Chiedere aiuto alla tecnologia per avere un figlio non è una malvagità. Se consideriamo l’infertilità come una malattia, viene spontaneo pensare che devono essere utilizzati tutti i mezzi possibili al fine di “guarire”.
Attualmente c’è uno scontro ideologico tra la morale corrente, del paese reale, delle persone fisiche e l’insegnamento della Chiesa Cattolica. Addentrarsi nei meandri di una disquisizione etico-religiosa non è nello spirito di questo breve paragrafo che vuole essere solo uno spunto di riflessione sui problemi da affrontare.
Quello di cui tratteremo è ciò che alla coppia con problemi di fertilità appare allorché si accinge a saperne qualcosa.
Molto dipende dall’interesse che la coppia ha di avere un figlio, dall’armonia tra i due componenti e dal tipo di informazione che riceve.
Nessuno trova difficoltà ad accettare l’inseminazione della donna con il seme del marito proprio perché tutto rimane all’interno della coppia senza nessun problema per il nascituro.
Difficoltà sorgono quando sia necessario l’utilizzo della banca del seme (inseminazione eterologa), per assenza di produzione di spermatozoi. Il ricorso a tale pratica è una decisione della coppia che deve essere molto ponderata tanto che è bene far passare alcuni mesi per maturarne la decisione ed, a volte, prima di iniziare il trattamento è opportuna una consulenza psicologica.
Mai dovrebbe essere eseguita una inseminazione eterologa in una coppia che non dia certezza di accettazione. La convinzione sostenuta da alcune coppie, che la presenza di un figlio darebbe tranquillità non è sufficiente perché, qualora la tranquillità della coppia non dovesse sopraggiungere, a soffrirne sarebbe solo il bambino nato in tale situazione.

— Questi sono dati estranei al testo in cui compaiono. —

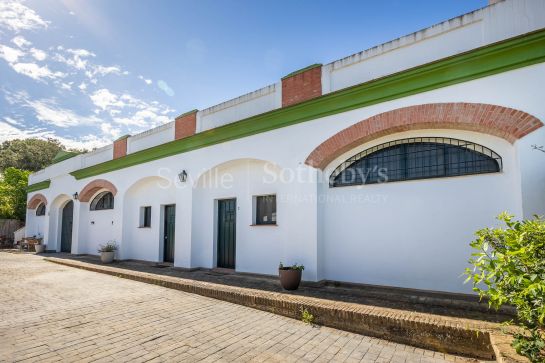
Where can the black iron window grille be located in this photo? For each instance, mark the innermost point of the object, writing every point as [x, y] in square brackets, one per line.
[265, 209]
[103, 201]
[416, 158]
[40, 211]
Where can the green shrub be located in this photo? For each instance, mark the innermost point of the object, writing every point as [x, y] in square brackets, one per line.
[509, 268]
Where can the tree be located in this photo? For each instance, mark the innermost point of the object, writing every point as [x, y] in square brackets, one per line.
[509, 268]
[13, 193]
[29, 154]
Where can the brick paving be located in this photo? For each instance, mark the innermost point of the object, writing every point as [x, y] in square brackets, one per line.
[50, 312]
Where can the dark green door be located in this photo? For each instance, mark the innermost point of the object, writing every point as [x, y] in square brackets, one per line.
[227, 218]
[170, 217]
[66, 227]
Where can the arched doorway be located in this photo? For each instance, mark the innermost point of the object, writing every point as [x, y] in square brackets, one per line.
[66, 227]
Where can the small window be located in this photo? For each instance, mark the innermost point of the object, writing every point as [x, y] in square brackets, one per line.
[145, 217]
[265, 209]
[40, 211]
[103, 201]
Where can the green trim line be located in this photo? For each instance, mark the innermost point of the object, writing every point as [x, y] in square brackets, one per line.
[64, 155]
[496, 58]
[299, 71]
[188, 113]
[38, 186]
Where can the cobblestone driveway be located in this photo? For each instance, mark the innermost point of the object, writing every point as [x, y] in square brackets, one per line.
[50, 312]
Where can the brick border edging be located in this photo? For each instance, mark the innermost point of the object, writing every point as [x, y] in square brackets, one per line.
[464, 337]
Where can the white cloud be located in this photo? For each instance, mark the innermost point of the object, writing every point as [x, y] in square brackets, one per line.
[49, 112]
[21, 42]
[15, 16]
[109, 130]
[148, 81]
[36, 72]
[8, 131]
[10, 55]
[12, 121]
[91, 141]
[104, 99]
[38, 54]
[163, 86]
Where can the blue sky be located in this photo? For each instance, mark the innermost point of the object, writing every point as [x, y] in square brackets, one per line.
[87, 72]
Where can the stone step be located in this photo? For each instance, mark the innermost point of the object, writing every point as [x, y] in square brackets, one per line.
[467, 337]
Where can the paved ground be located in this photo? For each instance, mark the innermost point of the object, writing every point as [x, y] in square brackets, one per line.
[444, 304]
[50, 312]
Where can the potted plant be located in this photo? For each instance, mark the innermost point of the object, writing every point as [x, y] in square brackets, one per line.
[107, 252]
[290, 276]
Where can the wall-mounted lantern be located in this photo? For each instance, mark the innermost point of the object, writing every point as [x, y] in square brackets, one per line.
[183, 176]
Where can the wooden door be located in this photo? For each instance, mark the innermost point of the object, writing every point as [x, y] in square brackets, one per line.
[170, 223]
[227, 232]
[66, 227]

Se la coppia è tranquilla il bambino è felice come qualsiasi altro e forse di più perché intensamente desiderato. La presenza di un figlio generato con un’inseminazione eterologa non pone nessuna difficoltà alla coppia cosciente e sono rari i casi di separazione tra i coniugi ed ancor più rari i casi di disconoscimento (vietato dalla legge 40 del 2004).
Le tecniche di fecondazione assistita, e tra queste la FIV-ET (Fecondazione in vitro ed embrio transfer), di solito non suscitano alcun problema di accettazione, al contrario offrono l’opportunità del concepimento. Quando nel corso di una FIV-ET deve essere utilizzato liquido seminale da donatore è necessario fare le stesse considerazioni già prospettate per l’inseminazione eterologa.

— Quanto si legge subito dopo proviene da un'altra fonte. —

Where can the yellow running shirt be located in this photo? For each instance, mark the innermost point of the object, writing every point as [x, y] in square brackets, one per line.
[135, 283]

Argomenti molto dibattuti, più per la curiosità che hanno suscitato che per il numero dei casi, sono:
Mamme-nonne , ossia gravidanze ottenute in donne in menopausa con donazione di ovociti od embrioni di giovani donne.

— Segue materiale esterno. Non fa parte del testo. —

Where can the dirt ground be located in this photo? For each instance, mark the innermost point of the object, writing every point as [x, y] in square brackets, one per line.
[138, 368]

Gravidanze di lesbiche, ottenute con inseminazione
Utero in affitto, ossia il trasferimento nell’utero di una donna consenziente di un embrione ottenuto con ovociti di altra donna che non poteva utilizzare il proprio utero per portare a termine la gestazione o in coppie gay.
Gravidanze ottenute trasferendo l’embrione congelato di una donna, morta per incidente stradale successivo al prelievo, nell’utero della sorella così che il bambino che nasce è orfano di madre(vietato dalla legge 40 del 2004) .
Tali condizioni, certamente non frequenti, suscitano molte perplessità per ovvie ragioni psicologiche, morali e legali:
Di chi è il figlio? Di colei che ha dato l’ovulo o di quella che ha portato avanti la gravidanza?
Un bambino nato da una lesbica risentirà della mancanza di una figura paterna?
Il bambino nato da donna in età avanzata(64 anni) è destinato, per legge di natura, a divenire orfano in età inferiore alla media dei suoi coetanei. Sarà in grado una donna di 79 anni di seguire nello sviluppo un ragazzo di 15 anni?
La Legge 40 del 2004 aveva negato tante di queste possibilità ma le modifiche successive hanno creato spiragli per coppie in cerca di prole.
Appare chiaro che sono moltissime le eventualità che possono verificarsi grazie alla fecondazione assistita . Molte delle “brutture” si verificano per un esagerato egoismo di avere un figlio a tutti i costi per soddisfare il proprio desiderio di felicità.
Ma chi è genitore deve essere un “buon” genitore e quindi è indispensabile che si ponga la domanda: “Un figlio mio potrà essere felice o piuttosto non sarà condannato a soffrire per una mia scelta”.